I am in the process of replacing all the bulbs in my new Burstner Nexxo with LED ones. However, I can't figure out how to access the bulbs in the flush fitting, swivelling lights in the washroom. I have attached a photo and would appreciate any suggestions. Thanks.


----------



## Gainsborough (Jan 5, 2007)

The black centre section swivels on two pins. Insert a small screwdriver between the black centre swivel section and the grey outer at a point near one of the swivel pins and gently prise out. The LED lights I fitted required that I removed the inner reflector. I then firmed up the glass to stop it rattling with a couple of bits of blue tac.


----------



## Bubblehead (Mar 5, 2007)

Hi

Just done all our at the Newbury show. Gainsborough is right on the way to remove them.
I bought the flat LEDs with the 2 pins in the centre of the back so that I could replace the swivel and glass. I had to remove the reflector to do this

The LED bulbs with the conical reflector body are to big to allow you to replace the glass

The company at the show were

www.ledbulbs4u.co.uk

The flat ones are a bit fiddley to get in but look better as you can refit the glass. The bulb in the shower was a tad difficult to change.

Andy


----------



## OwnedbyCollies (Dec 7, 2009)

We did exactly the same thing just last week and the bathroom lights were indeed a challenge!

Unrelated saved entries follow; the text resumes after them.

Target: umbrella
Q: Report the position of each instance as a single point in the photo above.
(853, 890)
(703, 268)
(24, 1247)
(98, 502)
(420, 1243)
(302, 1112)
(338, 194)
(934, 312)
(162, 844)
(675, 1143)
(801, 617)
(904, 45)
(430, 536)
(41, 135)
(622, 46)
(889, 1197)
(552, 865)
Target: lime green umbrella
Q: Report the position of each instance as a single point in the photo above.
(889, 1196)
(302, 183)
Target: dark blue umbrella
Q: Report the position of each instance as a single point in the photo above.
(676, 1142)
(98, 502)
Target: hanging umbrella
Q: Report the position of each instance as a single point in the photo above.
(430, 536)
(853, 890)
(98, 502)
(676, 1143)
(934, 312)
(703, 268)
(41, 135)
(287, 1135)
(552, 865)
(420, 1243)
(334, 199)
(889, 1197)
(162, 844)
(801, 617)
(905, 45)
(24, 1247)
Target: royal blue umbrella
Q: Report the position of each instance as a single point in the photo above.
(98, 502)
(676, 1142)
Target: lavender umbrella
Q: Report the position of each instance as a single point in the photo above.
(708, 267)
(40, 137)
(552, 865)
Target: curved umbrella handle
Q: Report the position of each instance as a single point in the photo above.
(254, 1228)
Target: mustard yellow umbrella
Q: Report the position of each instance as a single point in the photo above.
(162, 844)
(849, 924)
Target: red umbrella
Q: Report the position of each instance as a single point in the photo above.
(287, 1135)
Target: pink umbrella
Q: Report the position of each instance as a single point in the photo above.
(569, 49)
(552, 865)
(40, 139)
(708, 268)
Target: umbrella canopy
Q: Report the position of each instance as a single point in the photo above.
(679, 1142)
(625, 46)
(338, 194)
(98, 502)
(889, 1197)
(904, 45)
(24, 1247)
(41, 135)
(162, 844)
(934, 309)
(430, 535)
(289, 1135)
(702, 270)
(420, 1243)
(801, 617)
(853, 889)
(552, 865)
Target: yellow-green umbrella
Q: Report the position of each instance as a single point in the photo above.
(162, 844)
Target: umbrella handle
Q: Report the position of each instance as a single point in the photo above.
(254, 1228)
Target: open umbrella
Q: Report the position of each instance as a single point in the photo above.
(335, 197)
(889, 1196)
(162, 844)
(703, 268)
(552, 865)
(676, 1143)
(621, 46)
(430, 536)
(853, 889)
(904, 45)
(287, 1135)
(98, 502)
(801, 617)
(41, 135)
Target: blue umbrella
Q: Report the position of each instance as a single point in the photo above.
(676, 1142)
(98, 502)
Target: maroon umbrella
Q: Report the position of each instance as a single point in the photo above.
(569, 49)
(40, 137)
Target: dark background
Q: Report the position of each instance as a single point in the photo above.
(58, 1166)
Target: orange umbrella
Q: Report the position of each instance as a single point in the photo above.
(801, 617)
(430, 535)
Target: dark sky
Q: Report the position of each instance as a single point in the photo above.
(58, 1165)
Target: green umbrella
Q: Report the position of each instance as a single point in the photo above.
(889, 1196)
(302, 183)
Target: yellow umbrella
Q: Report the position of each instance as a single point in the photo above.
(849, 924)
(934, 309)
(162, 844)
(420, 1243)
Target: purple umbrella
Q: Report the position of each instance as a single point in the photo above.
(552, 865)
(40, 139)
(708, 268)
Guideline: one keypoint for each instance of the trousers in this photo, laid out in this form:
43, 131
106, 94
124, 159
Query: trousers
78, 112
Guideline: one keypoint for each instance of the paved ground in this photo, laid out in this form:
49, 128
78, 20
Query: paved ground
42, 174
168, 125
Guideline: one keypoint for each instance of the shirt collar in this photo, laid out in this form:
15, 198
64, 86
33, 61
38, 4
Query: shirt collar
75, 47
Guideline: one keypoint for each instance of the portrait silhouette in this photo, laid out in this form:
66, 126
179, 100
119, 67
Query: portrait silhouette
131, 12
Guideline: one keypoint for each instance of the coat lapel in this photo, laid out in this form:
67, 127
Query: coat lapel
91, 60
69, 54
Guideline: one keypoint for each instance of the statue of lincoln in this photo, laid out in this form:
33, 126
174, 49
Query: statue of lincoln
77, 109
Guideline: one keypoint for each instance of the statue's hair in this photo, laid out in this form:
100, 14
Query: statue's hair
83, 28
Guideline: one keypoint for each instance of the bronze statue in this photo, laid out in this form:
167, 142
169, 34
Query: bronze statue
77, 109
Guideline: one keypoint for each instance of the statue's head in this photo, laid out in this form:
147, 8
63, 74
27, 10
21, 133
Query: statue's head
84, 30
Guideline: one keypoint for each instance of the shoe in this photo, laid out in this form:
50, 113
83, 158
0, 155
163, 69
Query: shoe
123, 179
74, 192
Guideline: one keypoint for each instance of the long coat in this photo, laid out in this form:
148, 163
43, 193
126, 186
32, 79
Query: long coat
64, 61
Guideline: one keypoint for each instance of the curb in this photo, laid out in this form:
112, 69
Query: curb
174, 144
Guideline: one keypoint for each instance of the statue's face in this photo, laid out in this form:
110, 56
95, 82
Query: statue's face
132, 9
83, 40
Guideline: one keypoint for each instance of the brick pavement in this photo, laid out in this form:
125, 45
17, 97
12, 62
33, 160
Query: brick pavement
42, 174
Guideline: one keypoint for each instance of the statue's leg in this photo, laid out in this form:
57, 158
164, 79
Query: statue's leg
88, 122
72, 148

The outer black plastic ring can be prized gently off with a screw driver. The inner housing swivels on two pegs at either side - if you push one side of the unit in far enough you can see the join between the outer ring and the inner housing. The bulbs (end on fitting) sit in a reflective dome behind the glass and we could not get any LEDs to fit. They either did not allow the glass to be refitted or meant that we could not replace the reflector. 

We have opted to replace the bulbs with an MR11 dome (same as the spots in the living area) and leave out the glass. It works OK, is much lighter, it looks good and still allows swivelling. I hope they don't work loose and fall out when travelling!

If you discover an alternative solution please let me know!


----------



## efjayar (Jul 30, 2007)

Thanks to all who replied. Having managed to get to the bulbs, I could not find an led bulb off the shelf small enough to replace them. However, I bought a couple of tower leds from Ultraleds (http://www.ultraleds.co.uk/acdc-cool-white-bulb-1w15wback-p-2086.html) which are as small I could get. By removing the plastic spacer and snipping the ends of the pins I managed to get them to fit. It was tight but allowed me to replace the glass.


----------